Proposed models describing the regulations of RhoA and Rac1 activities in space-related conditions. On Earth MSCs are well spread and exhibit a tensed cytoskeleton in particular of microtubules, intermediate filaments, and actin stress fibers associated with stable focal adhesions within the extracellular matrix. These elements are controlled by GTPases RhoA and Rac1. We hypothesize that during short-term exposure to microgravity, RhoA might be inhibited to allow cytoskeleton reorganization in respect to the new mechanical status. Cell tension reduction might be mandatory during this adaptation. At the same time, Rac1 is activated to control peripheral actin polymerization and induces ROS production. All these events lead rapidly to a rounder cell shape with disorganization of microtubules, stress fibers, intermediate filaments, and focal adhesions.

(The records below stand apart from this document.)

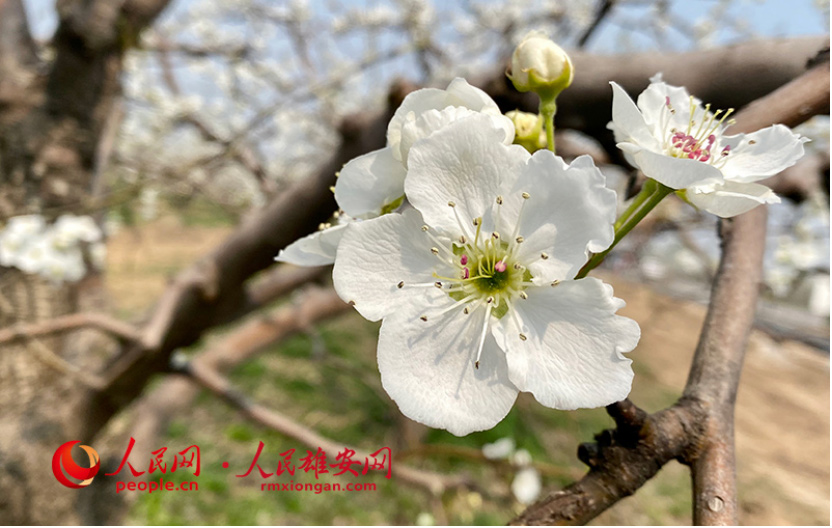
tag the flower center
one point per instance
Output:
(698, 140)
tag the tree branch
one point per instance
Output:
(66, 323)
(208, 378)
(698, 430)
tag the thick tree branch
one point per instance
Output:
(175, 394)
(208, 378)
(698, 430)
(103, 322)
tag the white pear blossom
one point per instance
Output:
(474, 283)
(373, 184)
(53, 252)
(676, 141)
(501, 449)
(526, 485)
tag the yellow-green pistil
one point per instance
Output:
(485, 270)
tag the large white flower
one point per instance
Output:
(373, 184)
(676, 141)
(474, 282)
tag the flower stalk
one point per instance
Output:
(652, 193)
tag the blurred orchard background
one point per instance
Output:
(224, 104)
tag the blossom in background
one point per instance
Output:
(18, 232)
(54, 252)
(676, 141)
(372, 185)
(474, 282)
(526, 484)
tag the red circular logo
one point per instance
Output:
(63, 466)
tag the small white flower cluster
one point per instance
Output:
(52, 251)
(526, 485)
(672, 138)
(467, 248)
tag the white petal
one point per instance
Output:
(775, 148)
(653, 104)
(370, 182)
(427, 367)
(459, 93)
(465, 163)
(376, 255)
(676, 173)
(569, 212)
(526, 485)
(572, 355)
(317, 249)
(730, 198)
(627, 122)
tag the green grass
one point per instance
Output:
(329, 381)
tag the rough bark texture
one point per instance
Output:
(699, 429)
(52, 117)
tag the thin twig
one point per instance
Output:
(206, 377)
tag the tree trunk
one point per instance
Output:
(52, 120)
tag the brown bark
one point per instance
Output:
(52, 116)
(53, 120)
(699, 429)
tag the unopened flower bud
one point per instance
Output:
(528, 130)
(540, 65)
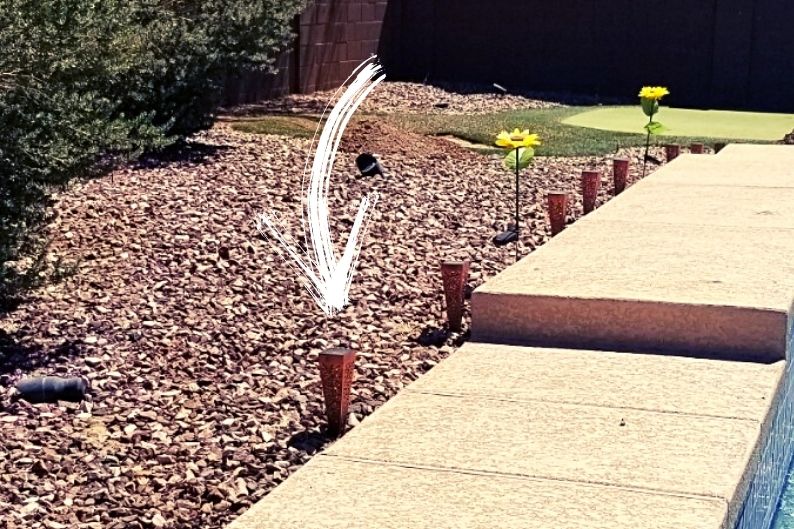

Transcription may be also altered as nucleus shape is changed. In these conditions, cell is still able to migrate. When exposure to microgravity is prolonged both RhoA and Rac1 might be inhibited explaining decreases in osteogenesis and myogenesis and enhancement of adipogenesis of MSCs. In addition, RhoA inhibition limits fibrillogenesis (a tension-dependent process); extracellular matrix is not properly synthesized and lost its mechanical properties appearing softer for MSCs, reinforcing adipogenesis. At that time, migration is inhibited, consistent with cytoskeleton alterations and Rac1 decrease. MSCs become very round, have low adhesion, and may initiate anoikis.